Accordingly, the spool of valve 154 shuttles back and forth, dividing the oil flow between the priority outlet to the hammer and the bypass outlet to the crusher ram, which can advance as the percussion of the hammer mechanism overcomes the resistance of the rock R (Figure 2) in the crusher jaws.

When the ram advances, solenoid valve 156 can be de-energised, either manually or automatically upon sensing the advance of the ram by a suitable pressure or other transducer. The hammer then ceases operation, because the small oil flow towards the hammer through valve 154 all drains to tank through the solenoid valve.

Claims

1 Apparatus for performing work by advancing a tool against resistance thereto, comprising a tool-carrying member which is solid with the tool or at least carries the tool with no relative movement in the direction of advance of the tool; a reference member; an actuator operatively connected between the two members and adapted to apply and maintain a persistent force therebetween urging the tool-carrying member to advance relative to the reference member against a said resistance; and percussion means associated with the tool-carrying member, comprising a housing positively connected to the tool-carrying member, an inertial mass movable along a reciprocating path inside: the housing, and means for reciprocating the mass in the housing to periodically augment the persistent force applied by the actuator to the tool-carrying member and thereby to assist the advance of the tool relative to the reference member against the said resistance.

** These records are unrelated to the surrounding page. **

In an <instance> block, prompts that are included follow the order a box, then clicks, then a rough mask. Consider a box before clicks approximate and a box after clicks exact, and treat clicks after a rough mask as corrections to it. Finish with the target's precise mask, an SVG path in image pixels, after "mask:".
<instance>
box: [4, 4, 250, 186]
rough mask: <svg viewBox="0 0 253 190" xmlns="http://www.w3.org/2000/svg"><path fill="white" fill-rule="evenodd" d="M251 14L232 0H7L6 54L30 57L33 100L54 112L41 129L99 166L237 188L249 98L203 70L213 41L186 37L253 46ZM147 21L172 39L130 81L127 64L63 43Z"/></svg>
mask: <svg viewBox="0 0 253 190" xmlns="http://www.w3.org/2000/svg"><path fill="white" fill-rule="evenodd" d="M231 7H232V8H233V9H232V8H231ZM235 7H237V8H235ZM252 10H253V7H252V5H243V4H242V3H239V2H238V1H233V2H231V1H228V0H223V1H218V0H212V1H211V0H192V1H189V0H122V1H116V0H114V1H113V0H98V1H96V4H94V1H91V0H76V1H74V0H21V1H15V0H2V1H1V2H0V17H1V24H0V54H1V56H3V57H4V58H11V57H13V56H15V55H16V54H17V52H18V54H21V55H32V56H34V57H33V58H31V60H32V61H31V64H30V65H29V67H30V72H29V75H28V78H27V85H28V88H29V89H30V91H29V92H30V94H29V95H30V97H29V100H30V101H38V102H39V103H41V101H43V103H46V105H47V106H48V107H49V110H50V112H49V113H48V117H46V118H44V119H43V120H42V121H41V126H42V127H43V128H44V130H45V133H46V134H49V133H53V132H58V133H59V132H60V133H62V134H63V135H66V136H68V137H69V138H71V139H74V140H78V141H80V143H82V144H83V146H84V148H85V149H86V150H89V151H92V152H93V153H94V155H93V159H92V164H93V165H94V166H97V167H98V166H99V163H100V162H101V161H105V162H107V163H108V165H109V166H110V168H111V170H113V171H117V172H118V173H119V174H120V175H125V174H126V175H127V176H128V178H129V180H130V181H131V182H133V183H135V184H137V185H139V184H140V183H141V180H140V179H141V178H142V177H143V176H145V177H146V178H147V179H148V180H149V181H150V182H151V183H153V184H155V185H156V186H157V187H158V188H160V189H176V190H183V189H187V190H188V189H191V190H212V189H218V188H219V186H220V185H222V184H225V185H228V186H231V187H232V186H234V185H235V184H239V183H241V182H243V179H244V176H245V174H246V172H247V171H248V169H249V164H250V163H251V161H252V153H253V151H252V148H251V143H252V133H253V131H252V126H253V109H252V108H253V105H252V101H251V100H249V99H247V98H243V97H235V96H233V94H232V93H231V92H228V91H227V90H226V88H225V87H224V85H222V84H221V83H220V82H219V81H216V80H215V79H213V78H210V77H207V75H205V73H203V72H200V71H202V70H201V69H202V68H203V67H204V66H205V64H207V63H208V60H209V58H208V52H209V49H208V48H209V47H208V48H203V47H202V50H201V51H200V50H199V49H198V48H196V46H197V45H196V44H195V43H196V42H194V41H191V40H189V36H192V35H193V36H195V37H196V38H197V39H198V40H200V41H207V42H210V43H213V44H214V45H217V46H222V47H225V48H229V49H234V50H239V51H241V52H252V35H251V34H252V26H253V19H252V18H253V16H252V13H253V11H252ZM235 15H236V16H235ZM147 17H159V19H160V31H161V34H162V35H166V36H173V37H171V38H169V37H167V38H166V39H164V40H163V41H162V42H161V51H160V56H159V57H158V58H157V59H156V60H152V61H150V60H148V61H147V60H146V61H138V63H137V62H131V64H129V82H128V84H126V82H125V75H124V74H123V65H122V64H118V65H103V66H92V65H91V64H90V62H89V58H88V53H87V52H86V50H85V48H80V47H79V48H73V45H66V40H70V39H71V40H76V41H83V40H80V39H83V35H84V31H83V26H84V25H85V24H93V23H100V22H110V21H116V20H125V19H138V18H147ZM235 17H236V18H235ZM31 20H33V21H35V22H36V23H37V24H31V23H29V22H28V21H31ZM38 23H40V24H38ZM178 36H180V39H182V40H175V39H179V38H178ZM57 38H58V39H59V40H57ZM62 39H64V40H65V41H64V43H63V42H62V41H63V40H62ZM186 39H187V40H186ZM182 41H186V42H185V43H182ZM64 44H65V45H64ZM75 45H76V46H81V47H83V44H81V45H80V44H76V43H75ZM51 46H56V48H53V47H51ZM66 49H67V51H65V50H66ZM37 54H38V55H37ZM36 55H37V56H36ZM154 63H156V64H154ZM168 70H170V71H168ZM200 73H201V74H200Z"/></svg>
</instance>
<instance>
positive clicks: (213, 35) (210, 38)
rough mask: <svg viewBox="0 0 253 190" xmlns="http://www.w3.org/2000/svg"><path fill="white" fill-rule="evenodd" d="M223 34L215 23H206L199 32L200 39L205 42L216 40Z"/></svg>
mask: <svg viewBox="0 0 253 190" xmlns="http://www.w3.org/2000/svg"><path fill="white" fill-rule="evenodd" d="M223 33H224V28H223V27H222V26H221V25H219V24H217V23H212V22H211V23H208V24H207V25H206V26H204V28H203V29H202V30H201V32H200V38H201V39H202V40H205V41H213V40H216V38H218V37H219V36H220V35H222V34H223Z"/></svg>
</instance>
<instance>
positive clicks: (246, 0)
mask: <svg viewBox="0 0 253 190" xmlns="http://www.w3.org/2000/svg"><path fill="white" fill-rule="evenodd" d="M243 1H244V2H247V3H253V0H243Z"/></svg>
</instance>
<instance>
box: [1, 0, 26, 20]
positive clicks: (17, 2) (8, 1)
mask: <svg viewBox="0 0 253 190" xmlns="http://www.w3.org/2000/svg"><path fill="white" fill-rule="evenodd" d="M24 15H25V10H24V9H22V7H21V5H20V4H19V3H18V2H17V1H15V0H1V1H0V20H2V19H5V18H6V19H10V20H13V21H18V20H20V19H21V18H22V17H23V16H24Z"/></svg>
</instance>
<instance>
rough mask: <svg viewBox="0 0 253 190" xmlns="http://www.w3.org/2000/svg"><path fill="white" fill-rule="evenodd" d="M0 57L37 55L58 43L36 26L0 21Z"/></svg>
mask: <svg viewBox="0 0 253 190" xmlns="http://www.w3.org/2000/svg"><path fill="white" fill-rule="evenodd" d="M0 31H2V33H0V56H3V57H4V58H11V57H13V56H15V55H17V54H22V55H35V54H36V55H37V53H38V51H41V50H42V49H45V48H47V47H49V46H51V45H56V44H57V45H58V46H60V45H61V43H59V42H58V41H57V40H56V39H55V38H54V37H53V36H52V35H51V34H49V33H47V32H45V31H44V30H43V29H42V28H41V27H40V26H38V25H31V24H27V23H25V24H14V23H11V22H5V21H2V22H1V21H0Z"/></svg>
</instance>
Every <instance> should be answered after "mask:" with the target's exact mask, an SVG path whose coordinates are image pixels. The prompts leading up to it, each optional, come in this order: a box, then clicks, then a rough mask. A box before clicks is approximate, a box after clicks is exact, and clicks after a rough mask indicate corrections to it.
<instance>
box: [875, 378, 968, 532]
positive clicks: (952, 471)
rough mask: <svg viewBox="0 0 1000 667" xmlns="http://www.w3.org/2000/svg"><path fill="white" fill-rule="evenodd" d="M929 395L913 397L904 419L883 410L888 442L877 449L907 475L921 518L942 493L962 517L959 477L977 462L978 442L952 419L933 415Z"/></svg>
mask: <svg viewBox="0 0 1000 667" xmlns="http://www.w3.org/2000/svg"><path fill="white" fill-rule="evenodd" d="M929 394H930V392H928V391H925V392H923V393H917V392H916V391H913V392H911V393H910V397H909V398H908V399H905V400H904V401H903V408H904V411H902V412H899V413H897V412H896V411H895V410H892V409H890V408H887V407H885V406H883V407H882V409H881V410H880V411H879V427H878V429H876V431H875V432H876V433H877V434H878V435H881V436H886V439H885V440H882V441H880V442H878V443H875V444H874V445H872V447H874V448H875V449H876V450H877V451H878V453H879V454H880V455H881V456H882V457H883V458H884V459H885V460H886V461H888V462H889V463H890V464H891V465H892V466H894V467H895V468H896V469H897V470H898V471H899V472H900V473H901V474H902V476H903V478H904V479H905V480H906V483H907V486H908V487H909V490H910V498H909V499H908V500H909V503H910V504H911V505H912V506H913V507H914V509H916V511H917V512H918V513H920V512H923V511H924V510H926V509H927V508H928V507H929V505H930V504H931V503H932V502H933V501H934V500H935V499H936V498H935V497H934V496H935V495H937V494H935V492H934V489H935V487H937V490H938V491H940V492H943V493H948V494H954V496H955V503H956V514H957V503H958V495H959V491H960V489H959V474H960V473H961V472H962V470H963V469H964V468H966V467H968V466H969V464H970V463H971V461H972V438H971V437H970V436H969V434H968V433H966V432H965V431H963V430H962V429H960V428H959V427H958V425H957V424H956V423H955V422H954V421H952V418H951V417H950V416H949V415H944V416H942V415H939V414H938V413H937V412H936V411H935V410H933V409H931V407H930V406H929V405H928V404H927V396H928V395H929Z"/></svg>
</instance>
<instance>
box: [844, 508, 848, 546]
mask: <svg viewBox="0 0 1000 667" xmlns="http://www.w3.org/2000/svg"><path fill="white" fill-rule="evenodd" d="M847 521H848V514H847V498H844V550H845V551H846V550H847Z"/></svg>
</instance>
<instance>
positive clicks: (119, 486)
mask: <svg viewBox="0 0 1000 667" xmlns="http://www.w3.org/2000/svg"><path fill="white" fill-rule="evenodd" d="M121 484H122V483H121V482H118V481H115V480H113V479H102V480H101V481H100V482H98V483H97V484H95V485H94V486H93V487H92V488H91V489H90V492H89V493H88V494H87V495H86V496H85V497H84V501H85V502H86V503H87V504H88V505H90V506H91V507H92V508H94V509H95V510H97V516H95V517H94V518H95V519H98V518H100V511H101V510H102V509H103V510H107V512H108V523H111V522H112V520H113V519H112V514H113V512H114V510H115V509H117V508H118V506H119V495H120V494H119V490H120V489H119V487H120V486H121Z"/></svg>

2 Apparatus according to claim 1 wherein the tool carrying member and the reference member are pivotally interconnected whereby the tool carrying member can be pivotally advanced relative to the reference member.

3 Apparatus according to claim 1 or claim 2 comprising a pivotally mounted breaking jaw member and a materials support opposed thereto and spaced therefrom, whereby materials can be engaged by the jaw member upon the support, and broken thereon; and percussion means may be associated with the jaw member whereby to augment the breaking forces exerted by the pivoted jaw on the said materials. 4 Apparatus according to any one of the preceding claims wherein the actuator for advancing the tool carrying member is a hydraulic actuator utilising a substantially incompressible hydraulic fluid, comprising means for preventing backward impulses due to the reciprocating mass from retracting the actuator, while allowing more fluid to be admitted to the actuator when forward impulses due to the reciprocating mass advance the tool carrying member.

5 Apparatus according to any one of the preceding claims wherein the reciprocating mass strikes a substantially fixed anvil at the impulse end of its stroke.

6 Apparatus according to any one of the preceding claims, wherein the actuator and the percussion means are both fluid driven, including means for diverting fluid power from the actuator to the percussion means when the advance of the tool against the resistance is relatively slow.

7 Apparatus according to claim 6 comprising means responsive to fluid pressure in the actuator for initiating the reciprocation of the mass in the percussion means.

8 An excavator attachment comprising apparatus according to any one of the preceding claims, and means for attaching the said apparatus to an articulated arm of an excavator.

9 A rock, concrete or engine crusher, comprising apparatus according to any one of the preceding claims, in which the reference member is a support plate for the object to the crushed, and the tool carrying member is a pivoted crushing plate or jaw member.

10 A method of performing work by advancing a tool against resistance thereto, comprising applying and maintaining a persistent force between a tool carrying member and a reference member in apparatus according to any one of the preceding claims, and reciprocating the inertial mass along the reciprocating path inside the housing to periodically augment the persistent force applied by the actuator to the tool carrying member and thereby to assist the advance of the tool relative to the reference member against the said resistance.